Ante la pregunta de los discípulos a Jesús sobre quién era el mayor en el reino de los cielos, nos enseña Mateo en el capítulo 18 versículo 6 que "cualquiera que haga tropezar a alguno de estos pequeños que creen en mí, mejor le fuera que se le colgase al cuello una piedra de molino de asno y que se le hundiese en lo profundo del mar."
En consonancia con los tiempos que corren, no parece fácil encontrar suficientes piedras de molino para tanto falso "benefactor" o "protector" que, con sibilinos engaños y vanas promesas, es capaz de destruir y aprovecharse de la inocencia de los niños. Por desgracia, es lo que hay en este despiadado y derrumbado mundo no exento de subversivas leyes que irremisiblemente nos conducen al mismo abismo en el que los gestores del Mal campan a sus anchas refugiados en la oscuridad de perversos actos.
Las estadísticas no engañan y el vertiginoso crecimiento porcentual –hasta se puede multiplicar por cinco mil– de la obscenidad e indignidad humana no hace más que ratificar los infames niveles de indecencia, abusos y tráfico de menores de un tiempo a esta parte, como denuncia la modesta cinta de Alejandro Gómez Monteverde, Sonido de libertad, convertida por justicia poética en millonario éxito en las taquillas americanas a pesar del contramarketing de sus poderosos detractores. Al final, la verdad prevalece.
Sin embargo, no pasa nada. Esas víctimas no dejan de engrosar interminables listados de niños desaparecidos y tristemente sumidos en el vil anonimato de la inmensa mayoría de los casos. El reino de la hipocresía sabe bien en qué tipo de sociedad puede cómodamente instalarse con las prebendas recibidas de aliados como la indiferencia social y la alarmante ausencia de valores. De valentía y devoción a una causa, ni hablamos.
El Mal no hace prisioneros y su lucha sin cuartel sabe aprovechar este momento en el que, a nivel mundial, un incipiente relativismo y una provocada e interesada polarización caminan de la mano para abatir cualquier resquicio de su rival, el Bien, ese rayo de luz que intenta filtrarse entre las siniestras tinieblas de un presente infecto de seres que, como los pedófilos, "no son de fiar". Tim Ballard (Jim Caviezel) –protagonista de Sonido de libertad– dixit.
Y, precisamente, de tipos y personajes en los que no debemos confiar andamos muy sobrados; además, en diversos ámbitos que van desde la política hasta la justicia –todo con minúsculas– pasando por periodistas o profesionales que, renegando de una falsa ética, corren el tupido velo otorgado a sus prostituidos principios por un interés económico e ideológico similar al de esas sucias ventas de inocentes criaturas al mejor postor en el inminente estreno español de la película de Angel Studios.

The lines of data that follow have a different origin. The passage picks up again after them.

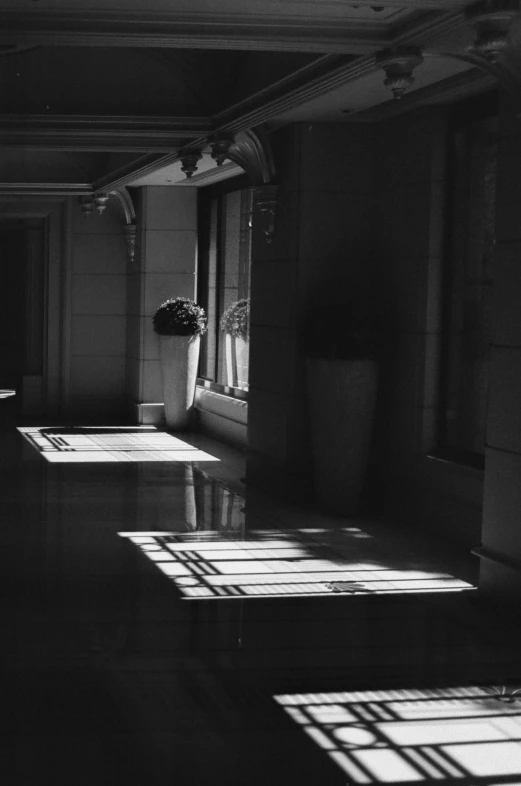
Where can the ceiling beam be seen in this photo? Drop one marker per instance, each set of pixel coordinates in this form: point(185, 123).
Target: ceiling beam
point(101, 133)
point(261, 32)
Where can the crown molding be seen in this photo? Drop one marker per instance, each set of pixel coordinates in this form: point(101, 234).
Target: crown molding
point(447, 90)
point(338, 70)
point(145, 165)
point(261, 32)
point(98, 133)
point(45, 189)
point(211, 176)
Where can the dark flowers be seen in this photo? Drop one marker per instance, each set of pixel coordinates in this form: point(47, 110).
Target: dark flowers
point(179, 316)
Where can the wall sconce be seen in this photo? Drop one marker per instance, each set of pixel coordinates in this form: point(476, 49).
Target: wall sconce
point(220, 144)
point(265, 201)
point(129, 232)
point(189, 163)
point(398, 64)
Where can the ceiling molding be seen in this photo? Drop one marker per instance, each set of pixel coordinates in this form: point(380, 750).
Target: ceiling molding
point(45, 189)
point(215, 175)
point(98, 133)
point(447, 90)
point(261, 32)
point(145, 165)
point(236, 119)
point(433, 25)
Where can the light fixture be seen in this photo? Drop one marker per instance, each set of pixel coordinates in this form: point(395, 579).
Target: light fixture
point(87, 206)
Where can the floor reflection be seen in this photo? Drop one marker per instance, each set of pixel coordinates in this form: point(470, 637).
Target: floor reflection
point(408, 736)
point(274, 563)
point(110, 444)
point(108, 661)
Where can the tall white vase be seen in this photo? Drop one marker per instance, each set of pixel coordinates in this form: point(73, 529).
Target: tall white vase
point(179, 356)
point(237, 354)
point(342, 399)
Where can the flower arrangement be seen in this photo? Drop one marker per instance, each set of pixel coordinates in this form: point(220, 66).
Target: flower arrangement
point(236, 319)
point(179, 316)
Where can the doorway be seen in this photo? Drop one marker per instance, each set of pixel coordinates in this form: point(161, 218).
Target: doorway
point(21, 308)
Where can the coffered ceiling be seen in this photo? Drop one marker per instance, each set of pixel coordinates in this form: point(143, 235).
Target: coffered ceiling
point(111, 91)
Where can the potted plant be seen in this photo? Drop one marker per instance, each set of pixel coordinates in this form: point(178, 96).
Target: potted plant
point(340, 345)
point(235, 324)
point(179, 323)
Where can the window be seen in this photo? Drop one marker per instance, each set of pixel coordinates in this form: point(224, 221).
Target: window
point(468, 282)
point(224, 286)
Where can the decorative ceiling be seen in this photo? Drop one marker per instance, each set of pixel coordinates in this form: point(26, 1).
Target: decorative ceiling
point(116, 94)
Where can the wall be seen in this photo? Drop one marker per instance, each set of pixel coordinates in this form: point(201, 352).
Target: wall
point(410, 188)
point(96, 313)
point(321, 250)
point(164, 267)
point(501, 557)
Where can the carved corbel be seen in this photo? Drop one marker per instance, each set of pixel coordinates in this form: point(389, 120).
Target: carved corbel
point(189, 163)
point(399, 64)
point(87, 206)
point(265, 205)
point(220, 146)
point(251, 151)
point(100, 201)
point(491, 19)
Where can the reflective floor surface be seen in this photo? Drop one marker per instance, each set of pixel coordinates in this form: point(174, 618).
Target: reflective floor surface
point(116, 671)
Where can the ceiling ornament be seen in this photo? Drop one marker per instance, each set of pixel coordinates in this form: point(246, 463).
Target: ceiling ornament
point(100, 201)
point(491, 19)
point(87, 206)
point(220, 146)
point(399, 64)
point(124, 200)
point(189, 162)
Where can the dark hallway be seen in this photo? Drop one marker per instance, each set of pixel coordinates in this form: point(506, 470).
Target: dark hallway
point(112, 675)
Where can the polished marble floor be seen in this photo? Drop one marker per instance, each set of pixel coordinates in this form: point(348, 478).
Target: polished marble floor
point(113, 671)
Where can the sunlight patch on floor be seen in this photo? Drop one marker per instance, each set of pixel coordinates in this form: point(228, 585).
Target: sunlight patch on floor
point(271, 563)
point(404, 736)
point(110, 444)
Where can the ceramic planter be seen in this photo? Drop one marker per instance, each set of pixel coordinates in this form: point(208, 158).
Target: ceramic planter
point(179, 356)
point(342, 399)
point(237, 352)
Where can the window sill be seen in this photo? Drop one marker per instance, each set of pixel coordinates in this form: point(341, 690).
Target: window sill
point(220, 404)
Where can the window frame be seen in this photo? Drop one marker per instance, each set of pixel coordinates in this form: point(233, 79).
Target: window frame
point(205, 197)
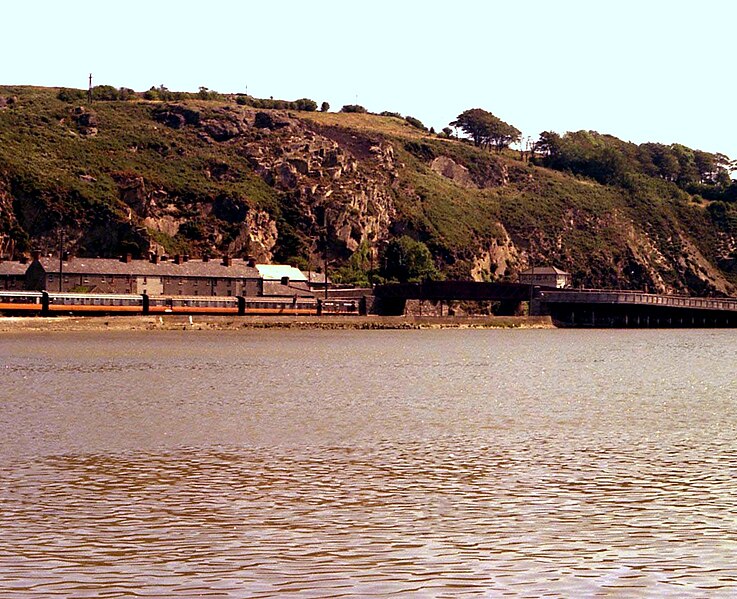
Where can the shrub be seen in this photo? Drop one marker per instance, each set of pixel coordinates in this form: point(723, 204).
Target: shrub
point(415, 122)
point(71, 95)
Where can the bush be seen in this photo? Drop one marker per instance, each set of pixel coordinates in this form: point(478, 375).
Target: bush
point(407, 260)
point(354, 108)
point(71, 95)
point(415, 122)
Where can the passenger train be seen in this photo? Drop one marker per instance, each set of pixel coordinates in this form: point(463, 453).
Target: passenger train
point(46, 303)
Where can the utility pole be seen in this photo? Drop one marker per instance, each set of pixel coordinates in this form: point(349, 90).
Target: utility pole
point(61, 257)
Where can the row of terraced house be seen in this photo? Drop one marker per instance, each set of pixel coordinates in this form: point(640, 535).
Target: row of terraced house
point(160, 275)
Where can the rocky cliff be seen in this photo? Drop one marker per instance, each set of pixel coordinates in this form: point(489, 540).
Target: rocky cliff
point(217, 177)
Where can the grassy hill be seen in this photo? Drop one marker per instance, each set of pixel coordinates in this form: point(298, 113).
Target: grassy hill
point(217, 175)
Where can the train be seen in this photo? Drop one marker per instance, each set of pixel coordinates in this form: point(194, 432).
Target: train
point(47, 304)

Dios mediante –y buena falta que nos hace–, el próximo 11 de octubre el celestial eco de voces infantiles podrá oírse en los cines de España y ese Sonido de Libertad tras el rescate en una playa nos convertirá en acérrimos seguidores de Timoteo, un antiguo agente federal, en pos de cumplir una misión hasta el punto de sacrificar elementos esenciales de su vida: hijos, trabajo y una mujer de bandera dispuesta a la inmolación personal y familiar en beneficio del hallazgo de los niños raptados en una inhóspita selva colombiana. Como madre, lo primero antes que lo segundo. Ejemplar.
Cuando eres padre y la cama de uno de tus hijos está vacía al llegar la noche, es comprensible que la incertidumbre o la desesperación te jueguen una mala pasada, como a Roberto, padre de Rocío y Miguel, dos menores que, bajo el engaño a la figura parental, sucumben ante la adulación y palabrería de Katy, el cebo de la red de traficantes de niños con esa manzana podrida de la fama y el éxito.
Y en ese tórrido mundo de infectas pasiones adultas surge un halo de esperanza lleno de sutileza y elegancia, sin escenas explícitas, una invitación a la consecución de la noble meta del héroe y el desprecio al temor inducido por un acomodado establishment que, pulgar arriba, se ha atrevido a normalizar escandalosas cifras de delitos sexuales contra los hijos de Dios.
Tim (Timoteo) –como su propio nombre significa en griego–, ama, adora y honra a Dios con trabajo, entrega y profesionalidad, con la puesta en práctica de valores y virtudes en desuso, con el desprecio a su propia vida cuando el indefenso prójimo está expuesto a ese tsunami de turbulencias que la sociedad actual escandalosamente exhibe sin tapujos, sin escrúpulos, sin vergüenza, sin hacer caso a la voz de un desesperado Dios empeñado en que la luz se imponga a la oscuridad de las tinieblas.